Official website: www.eigenlayer.xyz

Official Twitter: twitter.com/eigenlayer

11)Assembly

Assembly is a modular smart contract layer on IOTA. It is currently in pledging period 3. By pledging MIOTA through firefly.iota.org, pledgers can receive 0.000001 Assembly tokens ASMB every 10 seconds. The wallet must have at least 1 ASMB to receive the airdrop. 20% of the total ASMB will be distributed to IOTA pledgers. Assembly's mainnet is expected to launch this year and will enable ASMB transfer functionality.

Features: Assembly is based on IOTA. Unlike Ethereum's account model, IOTA is based on UTXO ledger, which supports high concurrency, but UTXO is not compatible with smart contracts like the account model. In addition, IOTA also uses a DAG (Directed Acyclic Graph) data structure, which is also beneficial for high concurrency.
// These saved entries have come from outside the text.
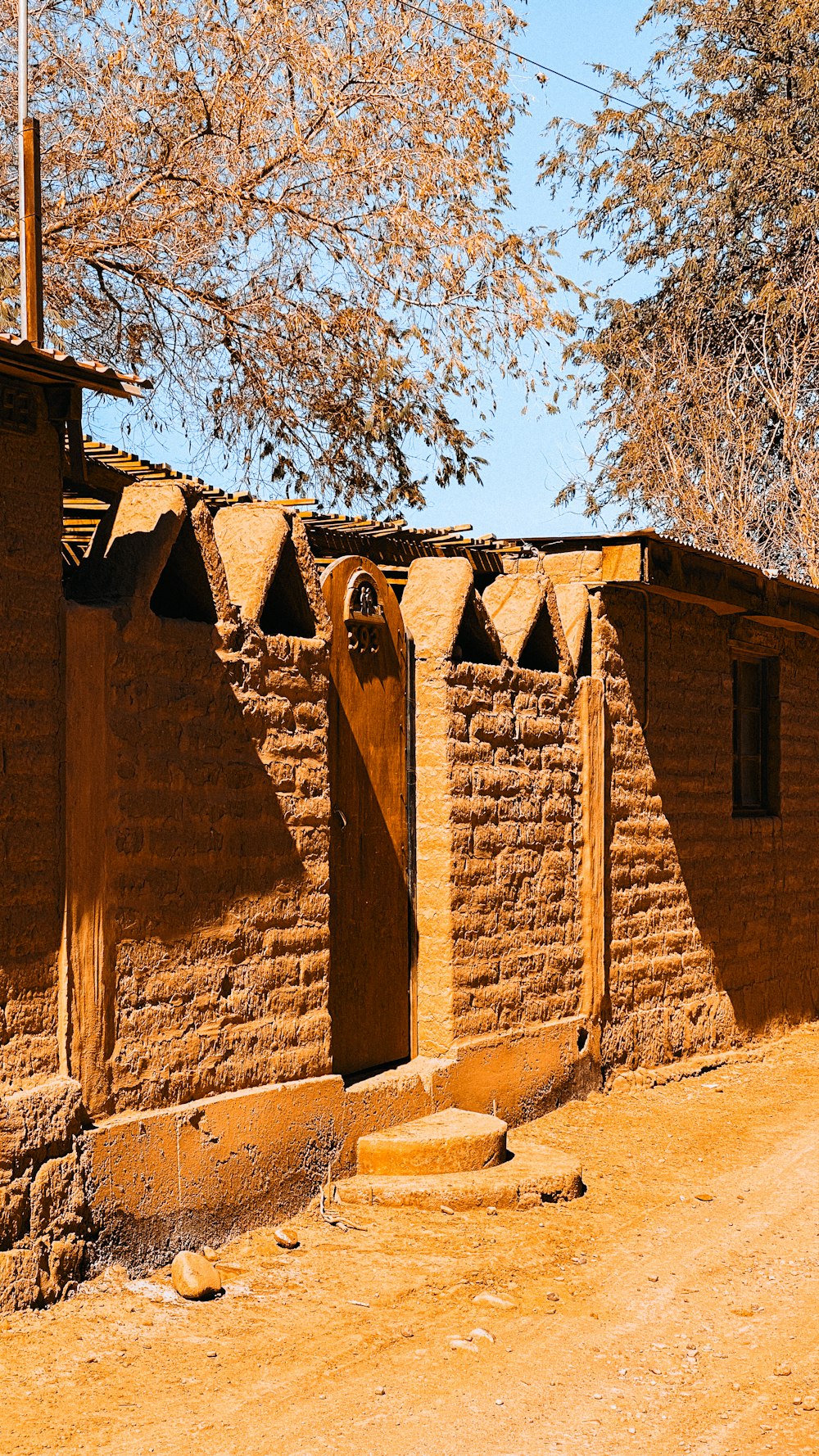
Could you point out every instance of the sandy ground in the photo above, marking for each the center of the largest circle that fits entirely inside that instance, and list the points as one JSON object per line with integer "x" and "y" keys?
{"x": 645, "y": 1318}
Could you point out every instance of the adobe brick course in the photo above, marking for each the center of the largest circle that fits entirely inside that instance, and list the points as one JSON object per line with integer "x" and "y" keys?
{"x": 713, "y": 922}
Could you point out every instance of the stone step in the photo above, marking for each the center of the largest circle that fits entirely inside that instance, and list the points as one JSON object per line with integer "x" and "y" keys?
{"x": 531, "y": 1177}
{"x": 446, "y": 1142}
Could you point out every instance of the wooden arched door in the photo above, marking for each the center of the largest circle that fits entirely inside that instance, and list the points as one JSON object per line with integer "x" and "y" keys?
{"x": 369, "y": 892}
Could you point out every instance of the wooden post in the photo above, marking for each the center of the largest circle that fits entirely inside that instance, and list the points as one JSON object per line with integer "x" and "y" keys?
{"x": 31, "y": 235}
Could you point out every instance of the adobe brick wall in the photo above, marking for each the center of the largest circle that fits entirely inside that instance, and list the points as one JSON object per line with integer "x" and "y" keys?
{"x": 211, "y": 884}
{"x": 713, "y": 929}
{"x": 499, "y": 843}
{"x": 31, "y": 748}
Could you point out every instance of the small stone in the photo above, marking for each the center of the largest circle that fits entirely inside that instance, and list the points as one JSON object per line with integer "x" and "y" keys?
{"x": 194, "y": 1277}
{"x": 286, "y": 1238}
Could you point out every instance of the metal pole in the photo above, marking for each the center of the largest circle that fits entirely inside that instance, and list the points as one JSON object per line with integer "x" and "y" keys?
{"x": 22, "y": 115}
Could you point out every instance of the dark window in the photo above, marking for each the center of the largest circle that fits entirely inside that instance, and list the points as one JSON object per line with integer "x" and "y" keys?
{"x": 753, "y": 726}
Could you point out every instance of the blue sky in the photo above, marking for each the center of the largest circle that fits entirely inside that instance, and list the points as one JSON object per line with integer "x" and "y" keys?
{"x": 529, "y": 454}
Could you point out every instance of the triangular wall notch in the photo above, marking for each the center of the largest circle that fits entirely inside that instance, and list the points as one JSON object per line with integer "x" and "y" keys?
{"x": 183, "y": 590}
{"x": 540, "y": 649}
{"x": 287, "y": 608}
{"x": 475, "y": 641}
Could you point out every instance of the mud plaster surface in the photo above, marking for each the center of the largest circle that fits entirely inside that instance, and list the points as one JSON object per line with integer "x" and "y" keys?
{"x": 671, "y": 1319}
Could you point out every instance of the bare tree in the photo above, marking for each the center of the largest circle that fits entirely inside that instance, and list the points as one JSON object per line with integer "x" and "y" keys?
{"x": 701, "y": 393}
{"x": 726, "y": 447}
{"x": 293, "y": 216}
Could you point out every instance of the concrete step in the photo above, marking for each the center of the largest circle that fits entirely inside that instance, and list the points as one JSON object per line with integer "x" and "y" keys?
{"x": 446, "y": 1142}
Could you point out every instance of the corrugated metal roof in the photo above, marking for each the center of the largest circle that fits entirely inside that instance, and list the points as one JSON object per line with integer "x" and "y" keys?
{"x": 389, "y": 544}
{"x": 41, "y": 366}
{"x": 647, "y": 533}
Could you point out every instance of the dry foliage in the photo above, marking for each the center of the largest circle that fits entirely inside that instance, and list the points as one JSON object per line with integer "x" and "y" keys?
{"x": 704, "y": 395}
{"x": 292, "y": 216}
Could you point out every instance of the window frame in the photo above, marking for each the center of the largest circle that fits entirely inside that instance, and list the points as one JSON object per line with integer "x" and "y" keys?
{"x": 768, "y": 735}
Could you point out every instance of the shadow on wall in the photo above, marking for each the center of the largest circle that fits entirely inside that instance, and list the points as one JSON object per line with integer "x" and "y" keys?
{"x": 706, "y": 905}
{"x": 197, "y": 823}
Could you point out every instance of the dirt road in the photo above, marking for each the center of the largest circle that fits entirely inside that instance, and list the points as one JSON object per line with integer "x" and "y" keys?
{"x": 641, "y": 1318}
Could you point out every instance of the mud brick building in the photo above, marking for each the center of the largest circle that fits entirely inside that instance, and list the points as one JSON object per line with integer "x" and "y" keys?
{"x": 314, "y": 825}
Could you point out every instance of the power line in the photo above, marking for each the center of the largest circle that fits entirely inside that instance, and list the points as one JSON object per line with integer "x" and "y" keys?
{"x": 516, "y": 56}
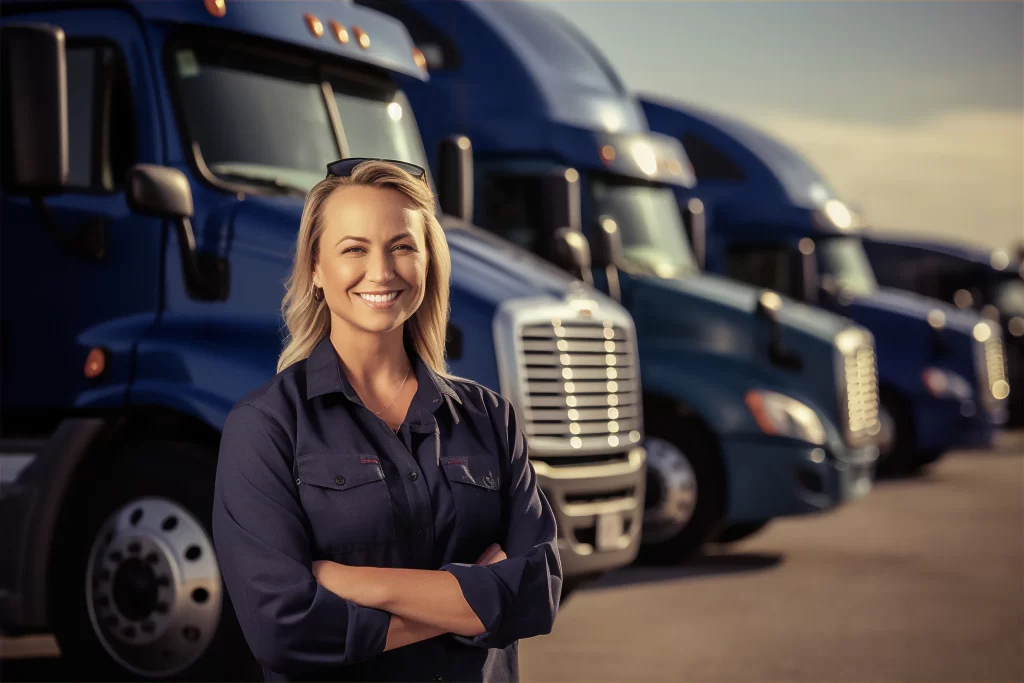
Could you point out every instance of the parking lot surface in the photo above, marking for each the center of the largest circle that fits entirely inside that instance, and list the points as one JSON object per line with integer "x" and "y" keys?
{"x": 922, "y": 581}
In the combination of IOTA+Assembly, IOTA can achieve high performance due to UTXO and DAG. Because UTXO is not compatible with smart contracts, IOTA is very suitable for being an L1 that only focuses on DA and settlement (like an L1 without DApps and execution layer competing for block space). Assembly is a smart contract layer built on top of IOTA to support Rollup's smart contracts.

The security of Rollup to the IOTA main chain (transaction validity/fraud proof) is monitored by a smart contract chain deployed specifically on Assembly, and transaction verification is carried out by root chain validators with high reputation ranking.
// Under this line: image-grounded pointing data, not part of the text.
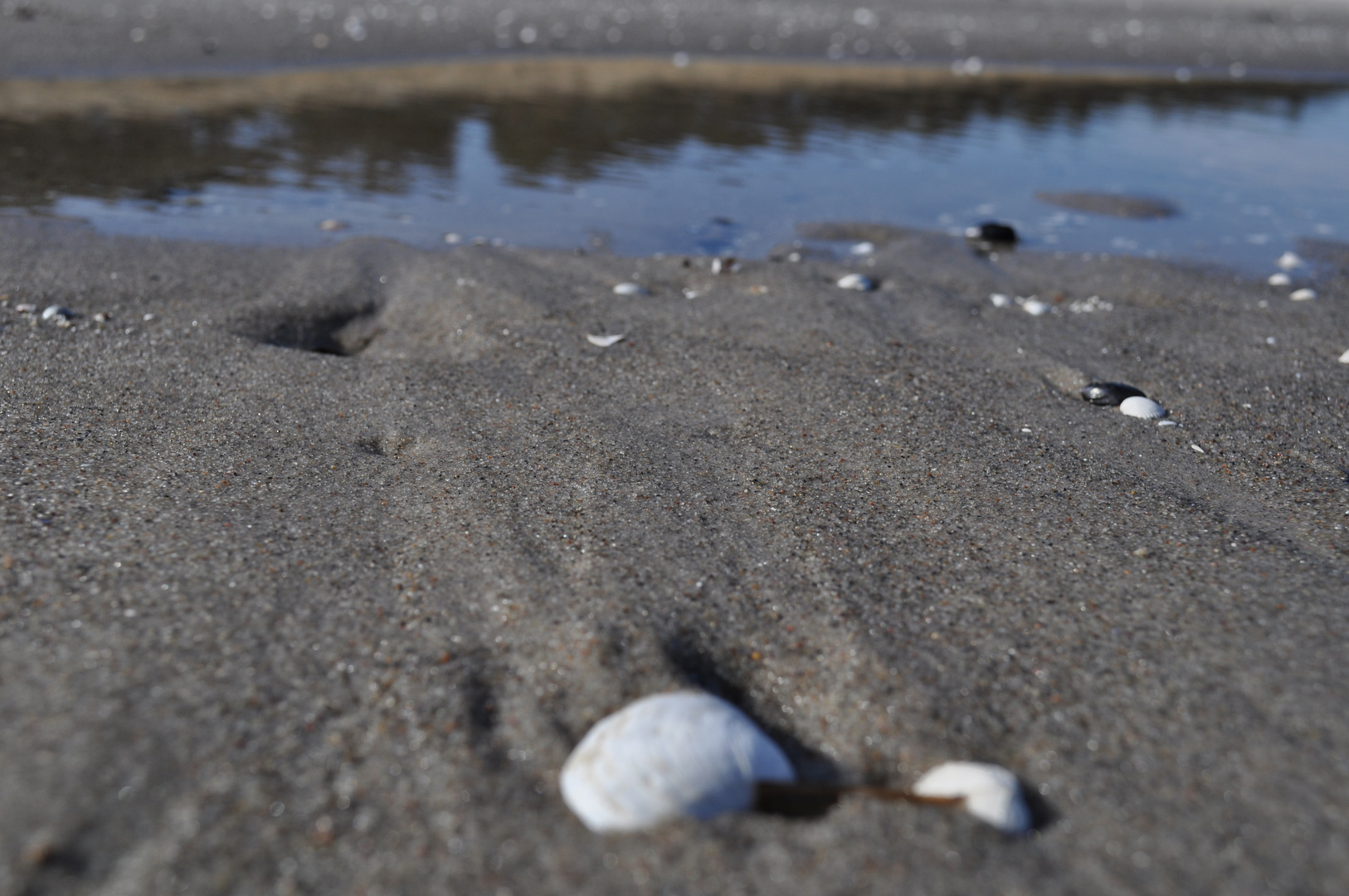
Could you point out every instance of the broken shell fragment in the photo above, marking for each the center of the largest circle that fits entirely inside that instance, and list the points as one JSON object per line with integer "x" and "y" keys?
{"x": 1140, "y": 407}
{"x": 858, "y": 282}
{"x": 670, "y": 756}
{"x": 991, "y": 792}
{"x": 1109, "y": 394}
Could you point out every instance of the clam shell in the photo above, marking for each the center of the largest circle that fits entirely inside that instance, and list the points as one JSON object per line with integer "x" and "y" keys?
{"x": 670, "y": 756}
{"x": 1140, "y": 407}
{"x": 1109, "y": 394}
{"x": 857, "y": 281}
{"x": 991, "y": 794}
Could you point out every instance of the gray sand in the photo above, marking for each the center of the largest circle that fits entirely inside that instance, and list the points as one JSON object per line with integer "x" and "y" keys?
{"x": 282, "y": 620}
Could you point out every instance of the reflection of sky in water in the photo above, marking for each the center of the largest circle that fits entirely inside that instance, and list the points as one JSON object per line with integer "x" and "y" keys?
{"x": 1249, "y": 183}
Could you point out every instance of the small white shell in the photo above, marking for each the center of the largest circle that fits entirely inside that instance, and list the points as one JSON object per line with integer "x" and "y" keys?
{"x": 991, "y": 794}
{"x": 1140, "y": 407}
{"x": 665, "y": 756}
{"x": 857, "y": 281}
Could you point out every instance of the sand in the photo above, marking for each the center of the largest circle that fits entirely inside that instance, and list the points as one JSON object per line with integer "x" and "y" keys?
{"x": 274, "y": 617}
{"x": 314, "y": 563}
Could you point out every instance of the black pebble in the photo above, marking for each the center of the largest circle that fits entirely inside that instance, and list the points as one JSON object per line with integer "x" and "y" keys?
{"x": 1109, "y": 394}
{"x": 995, "y": 232}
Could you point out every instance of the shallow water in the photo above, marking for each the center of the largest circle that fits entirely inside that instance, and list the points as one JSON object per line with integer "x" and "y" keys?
{"x": 1251, "y": 169}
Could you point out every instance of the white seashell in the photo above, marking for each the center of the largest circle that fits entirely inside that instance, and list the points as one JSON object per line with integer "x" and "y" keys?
{"x": 991, "y": 794}
{"x": 1140, "y": 407}
{"x": 857, "y": 281}
{"x": 668, "y": 756}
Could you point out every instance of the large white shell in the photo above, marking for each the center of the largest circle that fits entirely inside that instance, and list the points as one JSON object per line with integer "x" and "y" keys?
{"x": 991, "y": 794}
{"x": 665, "y": 756}
{"x": 1140, "y": 407}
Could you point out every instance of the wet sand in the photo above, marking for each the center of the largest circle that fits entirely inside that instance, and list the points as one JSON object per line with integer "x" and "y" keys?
{"x": 316, "y": 563}
{"x": 312, "y": 579}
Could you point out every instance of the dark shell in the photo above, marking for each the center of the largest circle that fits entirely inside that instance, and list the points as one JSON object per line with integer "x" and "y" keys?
{"x": 1109, "y": 394}
{"x": 995, "y": 232}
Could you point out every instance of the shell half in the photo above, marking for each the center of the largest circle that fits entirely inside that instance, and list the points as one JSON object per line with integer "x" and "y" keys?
{"x": 1140, "y": 407}
{"x": 991, "y": 794}
{"x": 670, "y": 756}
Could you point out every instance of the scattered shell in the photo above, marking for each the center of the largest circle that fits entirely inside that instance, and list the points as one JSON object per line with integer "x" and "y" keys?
{"x": 1140, "y": 407}
{"x": 991, "y": 794}
{"x": 668, "y": 756}
{"x": 991, "y": 232}
{"x": 858, "y": 282}
{"x": 1109, "y": 394}
{"x": 1090, "y": 305}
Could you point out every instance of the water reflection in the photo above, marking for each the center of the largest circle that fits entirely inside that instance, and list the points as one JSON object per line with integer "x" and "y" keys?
{"x": 344, "y": 158}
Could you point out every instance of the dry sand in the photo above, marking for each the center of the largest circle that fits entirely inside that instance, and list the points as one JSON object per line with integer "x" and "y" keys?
{"x": 284, "y": 620}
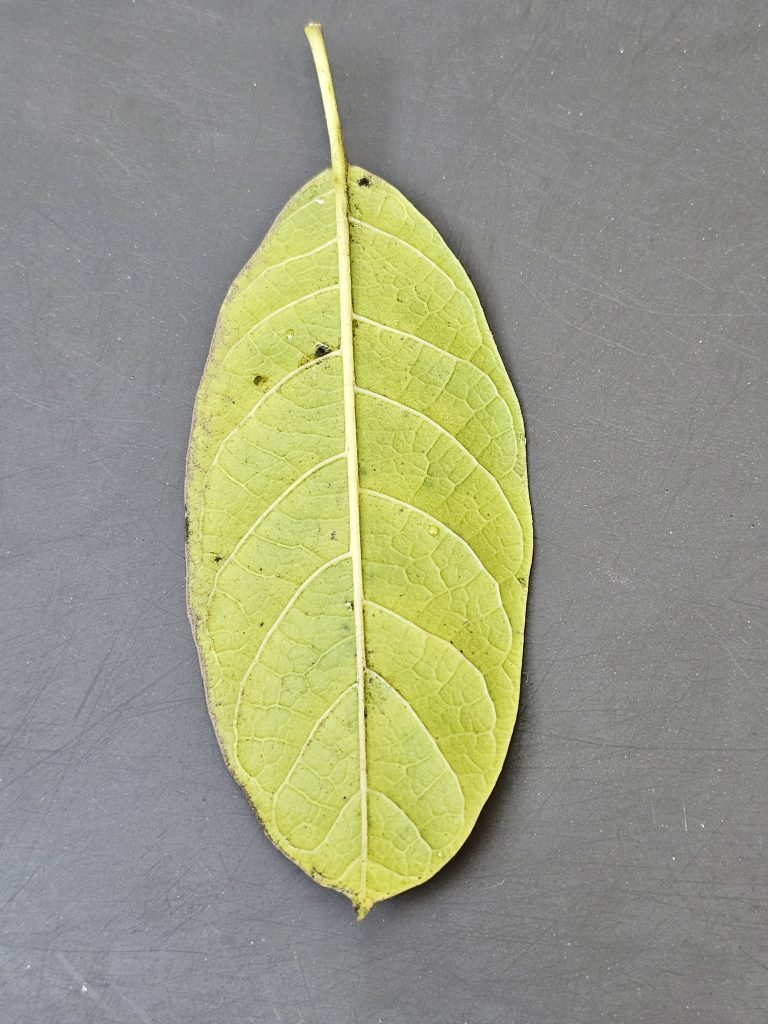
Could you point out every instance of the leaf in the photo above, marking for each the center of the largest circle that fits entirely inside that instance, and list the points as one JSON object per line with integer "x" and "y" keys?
{"x": 359, "y": 536}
The structure of IOTA+Assembly is similar to Polkadot+Moonbeam and Cosmos+Evmos. The modular smart contract layer supports Rollup, parallel chains, and other smart contracts.
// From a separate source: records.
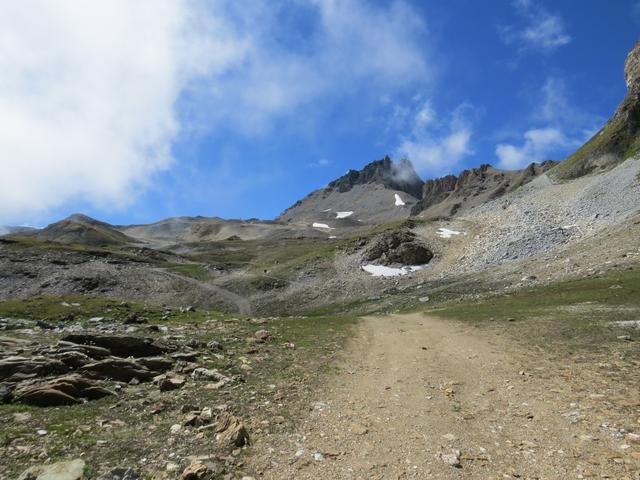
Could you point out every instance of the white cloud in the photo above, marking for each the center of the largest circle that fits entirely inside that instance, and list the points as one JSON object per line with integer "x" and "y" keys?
{"x": 540, "y": 29}
{"x": 437, "y": 146}
{"x": 560, "y": 128}
{"x": 536, "y": 146}
{"x": 94, "y": 94}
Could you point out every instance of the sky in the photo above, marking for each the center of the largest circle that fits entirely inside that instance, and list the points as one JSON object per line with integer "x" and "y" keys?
{"x": 136, "y": 111}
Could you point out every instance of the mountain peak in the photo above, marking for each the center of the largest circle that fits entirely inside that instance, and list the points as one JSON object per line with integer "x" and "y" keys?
{"x": 394, "y": 175}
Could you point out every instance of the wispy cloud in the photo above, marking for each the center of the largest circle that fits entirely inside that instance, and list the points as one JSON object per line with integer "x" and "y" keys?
{"x": 94, "y": 96}
{"x": 322, "y": 162}
{"x": 558, "y": 128}
{"x": 437, "y": 144}
{"x": 539, "y": 28}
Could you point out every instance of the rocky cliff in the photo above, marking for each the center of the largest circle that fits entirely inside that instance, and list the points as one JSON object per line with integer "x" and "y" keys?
{"x": 397, "y": 176}
{"x": 382, "y": 191}
{"x": 619, "y": 138}
{"x": 446, "y": 196}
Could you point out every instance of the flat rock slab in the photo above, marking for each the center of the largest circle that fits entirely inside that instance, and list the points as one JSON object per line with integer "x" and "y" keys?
{"x": 71, "y": 470}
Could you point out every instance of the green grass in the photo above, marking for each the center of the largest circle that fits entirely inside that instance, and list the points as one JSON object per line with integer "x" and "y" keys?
{"x": 573, "y": 312}
{"x": 614, "y": 138}
{"x": 192, "y": 270}
{"x": 300, "y": 355}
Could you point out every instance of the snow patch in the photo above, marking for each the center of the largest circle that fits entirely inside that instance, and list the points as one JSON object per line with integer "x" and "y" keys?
{"x": 382, "y": 271}
{"x": 343, "y": 214}
{"x": 446, "y": 233}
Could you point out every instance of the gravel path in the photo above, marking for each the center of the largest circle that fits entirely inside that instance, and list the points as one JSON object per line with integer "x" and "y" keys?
{"x": 426, "y": 398}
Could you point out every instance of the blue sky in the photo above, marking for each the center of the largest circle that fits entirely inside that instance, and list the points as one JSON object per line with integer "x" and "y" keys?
{"x": 238, "y": 109}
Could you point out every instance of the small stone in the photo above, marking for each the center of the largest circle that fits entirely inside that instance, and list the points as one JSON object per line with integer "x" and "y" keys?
{"x": 21, "y": 417}
{"x": 262, "y": 336}
{"x": 196, "y": 471}
{"x": 120, "y": 474}
{"x": 358, "y": 429}
{"x": 452, "y": 458}
{"x": 71, "y": 470}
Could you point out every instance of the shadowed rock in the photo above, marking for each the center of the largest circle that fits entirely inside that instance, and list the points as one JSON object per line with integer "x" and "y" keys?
{"x": 120, "y": 345}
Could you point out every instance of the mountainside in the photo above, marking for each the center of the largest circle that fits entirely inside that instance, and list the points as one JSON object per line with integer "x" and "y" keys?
{"x": 16, "y": 230}
{"x": 619, "y": 138}
{"x": 382, "y": 191}
{"x": 205, "y": 229}
{"x": 81, "y": 229}
{"x": 446, "y": 196}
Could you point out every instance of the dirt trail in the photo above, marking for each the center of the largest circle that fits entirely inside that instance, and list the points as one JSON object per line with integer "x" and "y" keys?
{"x": 415, "y": 389}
The total funding amount is $118 million. Investors include Huobi, LD Capital, HashKey Capital, Signum Capital, etc.

Official website: assembly.sc

Official Twitter: twitter.com/assembly_net

12)Mantle Network

Mantle is a layer 2 scalability solution built on top of Ethereum. Validator nodes in the Mantle network collect user transactions and submit them to Ethereum in the form of "compressed blocks." This compression saves users expensive gas fees and increases the overall transaction throughput.

By building on top of Ethereum, Mantle inherits ideal properties such as industry-leading security and general developer infrastructure.

Mantle provides many improvements over traditional layer 2 solutions:

  1. Modular data availability: By using a feature layer, Mantle can increase transaction throughput beyond traditional layer 2 solutions. Accessible data availability also means that Mantle can increase throughput without compromising security or reducing node operation costs. This reduces the processing requirements for validators and promotes further decentralization.

  2. Multi-party computation (MPC): Mantle uses MPC to minimize trust risks for secondary execution results. Using threshold signature scheme (TSS) technology, dedicated nodes help with multi-party signatures to increase the correctness of off-chain transaction execution results. This allows us to shorten the challenge period for withdrawals.

  3. Decentralized sequencer: Mantle decentralizes its sequencer to provide secure and trustless block production. By rotating a permissionless set of sequencers, Mantle reduces the possibility of single point of failure and censorship on the network. Mantle will decentralize its sequencer over time to provide secure and trustless block production.

Official website: www.mantle.xyz/

Official Twitter: twitter.com/0xMantle

Overall, modular blockchain is still in its early stages of development. Celestia and Fuel have made the most progress in various aspects and have the potential to become leading modular blockchain projects. The future remains to be seen.